Les forces pro-gouvernementales syriennes prennent le contrôle de Boustan al-Qasr à Alep (AFP)

Ce qui est étonnant, c'est que dans la plupart des cas, le régime a initialement accepté les propositions mais les a abandonnées après avoir consulté l'Iran et son allié libanais, le Hezbollah. À maintes reprises, et malgré les appels réitérés de la Turquie, les Iraniens ont fait preuve d’une fermeté inoxydable, exigeant que le régime d'Assad conserve le contrôle absolu.

On ne peut expliquer la position iranienne que par l'inquiétude suscitée par le fait que toute concession, même si limitée, pourrait conduire à une nouvelle détérioration de la position de la clique dirigeante alaouite.

Négliger les aspirations locales

La position iranienne n’a pas été moins sectaire au Yémen qu'en Irak et en Syrie.

La révolution yéménite de 2011-2012 et la chute du président Ali Abdallah Saleh ont fourni une occasion sans précédent au mouvement houthi de mettre fin à des décennies de conflit et de rejoindre la communauté politique yéménite.

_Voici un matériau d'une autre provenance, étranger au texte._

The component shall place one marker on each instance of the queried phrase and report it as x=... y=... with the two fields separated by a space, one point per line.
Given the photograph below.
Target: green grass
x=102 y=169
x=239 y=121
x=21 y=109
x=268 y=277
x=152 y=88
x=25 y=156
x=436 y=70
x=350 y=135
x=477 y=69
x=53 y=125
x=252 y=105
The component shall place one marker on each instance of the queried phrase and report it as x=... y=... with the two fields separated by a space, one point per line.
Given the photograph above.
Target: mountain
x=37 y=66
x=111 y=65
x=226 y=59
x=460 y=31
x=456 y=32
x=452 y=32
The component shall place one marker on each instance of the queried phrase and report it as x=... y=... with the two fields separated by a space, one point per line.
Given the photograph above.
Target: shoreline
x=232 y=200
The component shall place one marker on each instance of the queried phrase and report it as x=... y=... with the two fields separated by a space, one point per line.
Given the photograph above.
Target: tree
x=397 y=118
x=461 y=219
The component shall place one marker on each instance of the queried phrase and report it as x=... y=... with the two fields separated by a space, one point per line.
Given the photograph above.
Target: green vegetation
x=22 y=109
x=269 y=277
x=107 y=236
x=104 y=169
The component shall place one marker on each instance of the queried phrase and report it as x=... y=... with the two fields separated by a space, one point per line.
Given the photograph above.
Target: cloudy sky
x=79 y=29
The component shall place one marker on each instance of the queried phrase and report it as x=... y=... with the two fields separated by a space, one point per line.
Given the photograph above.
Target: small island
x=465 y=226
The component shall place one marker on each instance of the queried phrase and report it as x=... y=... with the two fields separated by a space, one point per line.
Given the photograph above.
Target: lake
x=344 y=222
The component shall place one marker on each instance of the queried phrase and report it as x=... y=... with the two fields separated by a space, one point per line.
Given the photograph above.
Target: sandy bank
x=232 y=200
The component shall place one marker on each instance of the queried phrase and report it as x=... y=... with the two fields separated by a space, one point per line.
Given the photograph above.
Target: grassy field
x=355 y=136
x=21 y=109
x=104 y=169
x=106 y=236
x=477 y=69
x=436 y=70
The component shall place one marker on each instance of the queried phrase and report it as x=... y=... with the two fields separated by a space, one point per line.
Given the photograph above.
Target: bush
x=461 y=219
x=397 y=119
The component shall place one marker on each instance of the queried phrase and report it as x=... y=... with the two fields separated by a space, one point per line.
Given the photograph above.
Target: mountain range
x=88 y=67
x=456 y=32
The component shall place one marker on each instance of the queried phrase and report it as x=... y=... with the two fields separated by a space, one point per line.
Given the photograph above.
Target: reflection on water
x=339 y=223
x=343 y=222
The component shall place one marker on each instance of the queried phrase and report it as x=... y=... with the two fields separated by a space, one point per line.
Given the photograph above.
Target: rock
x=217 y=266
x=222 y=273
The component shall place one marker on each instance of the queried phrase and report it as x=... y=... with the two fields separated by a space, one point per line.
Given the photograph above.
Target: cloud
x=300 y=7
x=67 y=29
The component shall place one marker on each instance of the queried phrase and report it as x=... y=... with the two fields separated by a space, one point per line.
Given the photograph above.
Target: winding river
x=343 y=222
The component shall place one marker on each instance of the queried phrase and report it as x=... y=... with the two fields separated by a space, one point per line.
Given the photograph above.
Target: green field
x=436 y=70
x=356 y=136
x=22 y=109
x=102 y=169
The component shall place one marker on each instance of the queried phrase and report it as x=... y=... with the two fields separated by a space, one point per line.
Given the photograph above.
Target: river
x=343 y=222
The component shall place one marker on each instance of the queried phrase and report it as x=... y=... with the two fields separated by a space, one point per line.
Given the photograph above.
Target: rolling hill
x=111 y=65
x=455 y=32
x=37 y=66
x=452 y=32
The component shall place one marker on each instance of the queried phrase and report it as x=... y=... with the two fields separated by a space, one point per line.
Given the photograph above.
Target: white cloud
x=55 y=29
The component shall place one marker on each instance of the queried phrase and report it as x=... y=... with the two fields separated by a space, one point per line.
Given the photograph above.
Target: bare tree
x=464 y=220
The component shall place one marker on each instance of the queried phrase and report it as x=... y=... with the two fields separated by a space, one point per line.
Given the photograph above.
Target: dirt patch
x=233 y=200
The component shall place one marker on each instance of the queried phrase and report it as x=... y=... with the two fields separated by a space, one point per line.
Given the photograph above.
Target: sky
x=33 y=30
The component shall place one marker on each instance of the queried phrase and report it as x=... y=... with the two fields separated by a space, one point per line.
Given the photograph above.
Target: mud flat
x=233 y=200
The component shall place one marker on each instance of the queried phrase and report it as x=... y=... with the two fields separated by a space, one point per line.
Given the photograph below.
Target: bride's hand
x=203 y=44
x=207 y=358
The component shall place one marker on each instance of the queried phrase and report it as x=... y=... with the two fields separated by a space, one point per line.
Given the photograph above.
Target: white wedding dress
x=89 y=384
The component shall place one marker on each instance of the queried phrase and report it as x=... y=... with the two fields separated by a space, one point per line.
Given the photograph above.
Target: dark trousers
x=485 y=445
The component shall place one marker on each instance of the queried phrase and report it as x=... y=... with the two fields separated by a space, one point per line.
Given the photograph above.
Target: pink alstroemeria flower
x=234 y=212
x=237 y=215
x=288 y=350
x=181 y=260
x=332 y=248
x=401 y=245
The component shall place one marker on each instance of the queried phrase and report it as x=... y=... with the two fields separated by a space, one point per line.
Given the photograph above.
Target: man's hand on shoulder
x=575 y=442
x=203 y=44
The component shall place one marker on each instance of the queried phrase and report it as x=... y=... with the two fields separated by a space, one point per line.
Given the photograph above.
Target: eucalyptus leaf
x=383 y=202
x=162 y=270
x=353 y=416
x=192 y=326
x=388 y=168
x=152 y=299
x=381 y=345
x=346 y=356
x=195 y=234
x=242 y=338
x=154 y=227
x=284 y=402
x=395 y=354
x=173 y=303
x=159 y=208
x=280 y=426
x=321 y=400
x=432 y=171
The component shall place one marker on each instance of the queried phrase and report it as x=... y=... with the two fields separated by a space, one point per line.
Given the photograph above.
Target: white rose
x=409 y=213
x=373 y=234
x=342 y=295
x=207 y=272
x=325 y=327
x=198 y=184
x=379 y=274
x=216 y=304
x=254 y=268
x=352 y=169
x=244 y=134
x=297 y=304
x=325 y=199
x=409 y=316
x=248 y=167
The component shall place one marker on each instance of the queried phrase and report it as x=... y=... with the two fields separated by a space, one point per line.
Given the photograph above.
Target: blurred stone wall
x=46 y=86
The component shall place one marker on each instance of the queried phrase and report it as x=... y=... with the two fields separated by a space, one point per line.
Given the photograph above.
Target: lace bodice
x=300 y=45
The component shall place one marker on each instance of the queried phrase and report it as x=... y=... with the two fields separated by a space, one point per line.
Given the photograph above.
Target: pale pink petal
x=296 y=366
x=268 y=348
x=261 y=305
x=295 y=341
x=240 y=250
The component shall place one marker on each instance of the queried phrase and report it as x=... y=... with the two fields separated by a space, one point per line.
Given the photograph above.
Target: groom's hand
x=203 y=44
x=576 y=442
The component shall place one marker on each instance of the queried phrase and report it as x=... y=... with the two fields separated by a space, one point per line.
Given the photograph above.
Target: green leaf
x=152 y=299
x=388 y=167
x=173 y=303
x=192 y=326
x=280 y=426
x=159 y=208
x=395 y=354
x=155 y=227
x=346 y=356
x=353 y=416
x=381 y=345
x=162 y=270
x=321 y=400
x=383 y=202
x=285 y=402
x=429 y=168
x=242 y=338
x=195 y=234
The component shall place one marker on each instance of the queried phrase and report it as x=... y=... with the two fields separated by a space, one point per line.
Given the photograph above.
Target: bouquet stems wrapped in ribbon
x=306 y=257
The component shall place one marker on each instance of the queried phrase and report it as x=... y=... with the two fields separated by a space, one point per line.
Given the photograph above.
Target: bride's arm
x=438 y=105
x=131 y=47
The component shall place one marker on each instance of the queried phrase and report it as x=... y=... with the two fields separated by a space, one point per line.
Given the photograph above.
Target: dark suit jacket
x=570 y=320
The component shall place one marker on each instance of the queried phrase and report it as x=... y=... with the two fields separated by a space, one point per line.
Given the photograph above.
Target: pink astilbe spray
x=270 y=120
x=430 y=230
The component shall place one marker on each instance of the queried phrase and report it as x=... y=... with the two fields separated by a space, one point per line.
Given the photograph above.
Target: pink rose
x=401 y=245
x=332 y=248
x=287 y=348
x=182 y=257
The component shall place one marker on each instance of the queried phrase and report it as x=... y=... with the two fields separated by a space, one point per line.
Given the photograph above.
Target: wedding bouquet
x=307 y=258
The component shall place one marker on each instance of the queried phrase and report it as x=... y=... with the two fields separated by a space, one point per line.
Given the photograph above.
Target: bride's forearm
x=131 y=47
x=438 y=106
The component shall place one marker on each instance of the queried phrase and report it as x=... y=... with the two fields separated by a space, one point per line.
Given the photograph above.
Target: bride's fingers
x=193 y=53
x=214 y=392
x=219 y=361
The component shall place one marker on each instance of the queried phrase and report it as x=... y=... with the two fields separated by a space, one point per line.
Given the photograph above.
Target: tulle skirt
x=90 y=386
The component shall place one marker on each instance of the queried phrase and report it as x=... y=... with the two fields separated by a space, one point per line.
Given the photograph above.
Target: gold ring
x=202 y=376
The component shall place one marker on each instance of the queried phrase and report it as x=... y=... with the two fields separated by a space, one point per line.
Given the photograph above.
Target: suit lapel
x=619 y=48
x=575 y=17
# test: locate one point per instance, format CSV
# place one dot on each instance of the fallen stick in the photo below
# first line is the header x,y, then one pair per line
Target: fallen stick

La majorité des Yéménites espéraient une nouvelle ère de transition et de partenariat qui engloberait un large éventail de forces politiques du pays. Cependant, les Houthis et leurs amis à Téhéran avaient autre chose en tête. Quelques mois à peine après le début de la période de transition, les Houthis ont cherché à s'emparer du contrôle de l'État et à soumettre tout le monde à leur autorité sectaire.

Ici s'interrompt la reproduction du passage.